CGFT Business Model
CGFT is based on a secondary business model. CGFT uses credit guarantees as instruments for benefiting borrowers (Tajik small and medium enterprises – SMEs ) through intermediary vehicles (Partner Financial Institutions – PFIs). The model allows CGFT to ensure the balance of interests among its target groups, as on one hand the PFIs secure their loan portfolios and on the other hand the borrowers benefit from easier access to finance.
The business model is verified by the success of its sister project – ACGF – Afghan Credit Guarantee Foundation. Based on lessons drawn from ACGF, CGFT relies on carefully selected PFIs and efficiency of its operations. Furthermore, the guarantee applications are checked against well-defined eligibility criteria developed in accordance with international best practice.
CGFT's financial viability is secured by its prominent international donors and specific German financial requirements of supervision. These conditions enable CGFT to be a reliable partner for PFIs with quick and uncomplicated payout mechanisms.

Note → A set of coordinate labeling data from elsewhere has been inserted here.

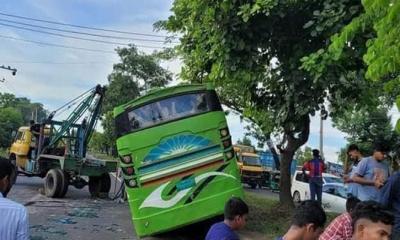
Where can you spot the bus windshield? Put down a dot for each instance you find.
(170, 109)
(249, 160)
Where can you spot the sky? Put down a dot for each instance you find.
(54, 75)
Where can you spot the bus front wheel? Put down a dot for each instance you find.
(99, 186)
(53, 183)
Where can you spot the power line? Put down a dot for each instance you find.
(56, 45)
(83, 33)
(56, 63)
(80, 26)
(71, 47)
(63, 35)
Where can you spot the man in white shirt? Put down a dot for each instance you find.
(13, 216)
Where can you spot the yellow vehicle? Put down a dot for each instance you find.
(251, 171)
(56, 150)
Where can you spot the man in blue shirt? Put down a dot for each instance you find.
(369, 170)
(14, 218)
(307, 222)
(235, 214)
(390, 197)
(355, 155)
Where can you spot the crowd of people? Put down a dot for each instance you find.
(363, 220)
(372, 206)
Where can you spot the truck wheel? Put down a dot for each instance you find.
(14, 174)
(99, 186)
(53, 183)
(65, 183)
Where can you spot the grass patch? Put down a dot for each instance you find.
(268, 218)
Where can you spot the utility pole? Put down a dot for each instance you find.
(323, 116)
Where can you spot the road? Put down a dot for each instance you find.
(78, 216)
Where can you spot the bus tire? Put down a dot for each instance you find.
(53, 183)
(99, 186)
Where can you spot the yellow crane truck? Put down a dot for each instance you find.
(56, 150)
(251, 171)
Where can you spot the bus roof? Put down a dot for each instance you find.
(161, 93)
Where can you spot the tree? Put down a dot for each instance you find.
(252, 51)
(365, 126)
(137, 72)
(376, 29)
(303, 156)
(10, 120)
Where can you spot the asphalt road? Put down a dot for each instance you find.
(78, 216)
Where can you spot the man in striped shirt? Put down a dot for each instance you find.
(315, 168)
(13, 216)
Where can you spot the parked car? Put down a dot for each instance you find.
(334, 191)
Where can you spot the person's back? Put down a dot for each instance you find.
(235, 214)
(13, 220)
(371, 221)
(13, 216)
(221, 231)
(308, 222)
(369, 169)
(341, 227)
(390, 197)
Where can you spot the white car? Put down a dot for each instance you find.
(334, 193)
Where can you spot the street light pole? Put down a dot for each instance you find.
(321, 137)
(323, 116)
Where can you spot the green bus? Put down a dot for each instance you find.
(177, 159)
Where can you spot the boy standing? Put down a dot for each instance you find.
(235, 215)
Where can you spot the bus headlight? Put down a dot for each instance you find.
(227, 143)
(128, 171)
(127, 159)
(229, 155)
(224, 132)
(131, 182)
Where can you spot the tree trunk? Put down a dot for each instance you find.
(285, 196)
(292, 145)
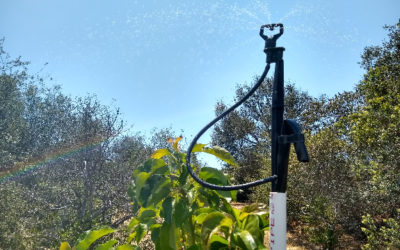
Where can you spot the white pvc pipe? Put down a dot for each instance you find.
(277, 220)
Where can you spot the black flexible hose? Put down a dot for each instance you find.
(226, 112)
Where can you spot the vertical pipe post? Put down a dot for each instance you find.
(277, 221)
(278, 94)
(277, 196)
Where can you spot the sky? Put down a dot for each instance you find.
(167, 63)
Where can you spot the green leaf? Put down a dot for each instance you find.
(161, 153)
(141, 230)
(92, 236)
(211, 221)
(133, 223)
(146, 214)
(161, 192)
(167, 210)
(216, 242)
(149, 165)
(167, 237)
(107, 245)
(127, 247)
(195, 247)
(65, 246)
(216, 177)
(246, 241)
(198, 147)
(221, 154)
(181, 211)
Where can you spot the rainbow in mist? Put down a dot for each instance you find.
(31, 165)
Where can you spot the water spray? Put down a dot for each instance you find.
(283, 134)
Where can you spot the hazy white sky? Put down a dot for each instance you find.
(166, 63)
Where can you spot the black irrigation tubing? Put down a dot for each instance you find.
(225, 113)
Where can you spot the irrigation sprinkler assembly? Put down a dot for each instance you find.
(283, 133)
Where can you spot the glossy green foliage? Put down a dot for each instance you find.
(186, 215)
(178, 213)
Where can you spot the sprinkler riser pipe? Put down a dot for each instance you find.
(277, 221)
(278, 95)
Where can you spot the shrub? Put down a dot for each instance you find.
(178, 213)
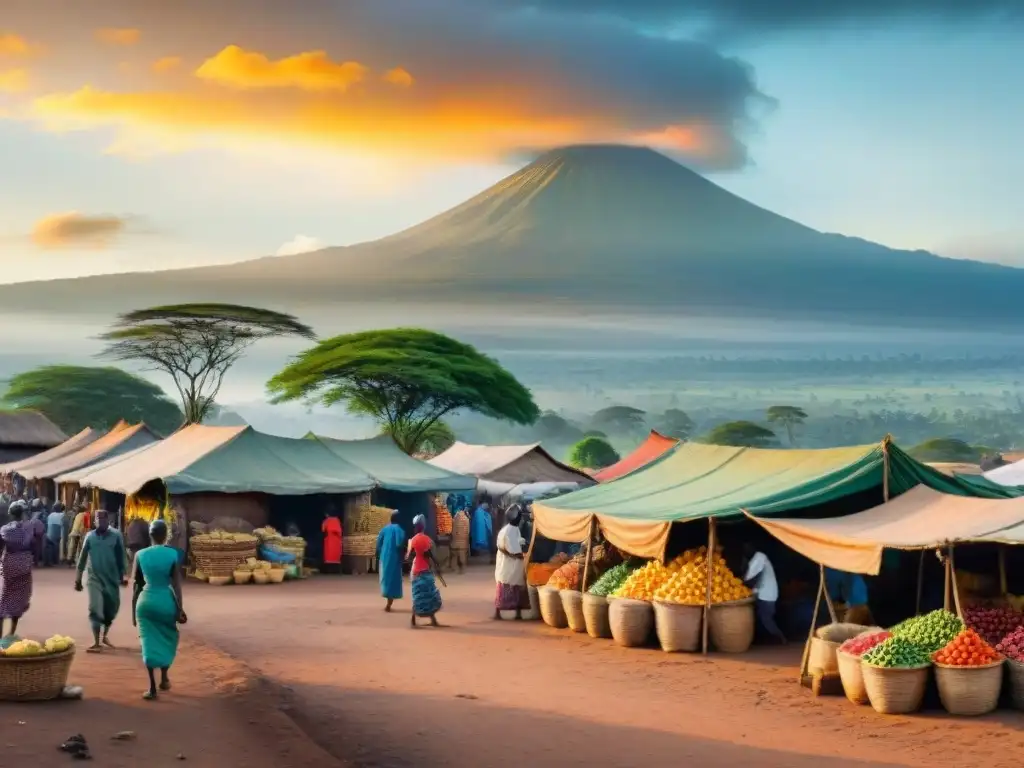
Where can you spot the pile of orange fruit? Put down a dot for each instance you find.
(967, 649)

“Guarantee schemes share to a large extent in the banks risk, reducing its overall exposure. They provide additional qualitative information which completes the more financially-oriented analysis of the bank, allowing the latter to further improve its risk assessment... They are supervised and reliable financial intermediaries. The guarantee is a high quality collateral, usually available upon demand.”
“In many countries, Credit Guarantee Schemes (CGSs) represent a key policy tool to address the SME financing gap, while limiting the burden on public finances.”
“The World Bank Group estimates that up to 68 percent of formal SMEs in emerging markets are either unserved or underserved by financial institutions, with a resulting credit gap estimated to be close to $1 trillion.”